Évidemment, l’austérité québécoise n’est pas l’austérité grecque. Il n’y a aucune raison de croire que la situation sanitaire du Québec puisse se détériorer autant. Les leçons des deux chercheurs américains ne sont pas dépourvues d’intérêt pour autant. Bien au contraire, elles confirment scientifiquement une conviction du sens commun : dans les moments de troubles économiques et sociaux, alors que l’angoisse et la précarité sont à leur comble, le filet social et les aides publiques sont plus nécessaires que jamais. Les moments de crise devraient être l’occasion de les renforcer, pas de les mettre à mal.

Stuckler et Basu vont même plus loin : loin de représenter un fardeau ou un frein à la prospérité nationale, le renforcement des services sociaux contribue de manière significative à la relance de l’économie! Autrement dit, la solidarité sociale permet non seulement d’éviter que la récession se transforme en hécatombe, elle contribue également à sortir l’économie du marasme. Selon nos deux chercheurs, chaque dollar investi en santé publique génère le triple en termes de croissance économique. Le gouvernement Couillard peut-il se vanter d’un tel retour sur l’investissement en ce qui concerne les 450 millions investis dans la cimenterie de Port-Daniel? Qu’on nous permette d’en douter.

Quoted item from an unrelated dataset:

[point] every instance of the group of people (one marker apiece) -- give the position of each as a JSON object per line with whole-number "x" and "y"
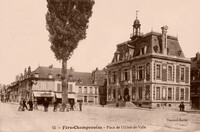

Nous voilà presque revenus à mon propos de la semaine dernière: l’équilibre des comptes publics, ainsi que la prospérité de manière générale, sont des moyens d’atteindre certains objectifs sociaux et non des fins en soi. Plus encore, la mesure de la prospérité d’une collectivité ne peut être uniquement économique. L’efficacité des politiques économiques doit être évaluée à l’aulne d’une multiplicité de facteurs sociaux. Que vaut l’atteinte du déficit zéro si elle s’accompagne d’une détérioration de notre santé? Les choix économiques sont des choix politiques, voire vitaux. Les chiffres sont clairs, au-delà de toute ambiguïté interprétative : le prix de l’austérité se paie aussi en vies humaines.

Le débat actuel met donc à rude épreuve la sincérité du serment d’Hypocrate de certains médecins. Entre leur formation médicale et leurs convictions néolibérales, les docteurs Barrette et Couillard ont manifestement fait leur choix.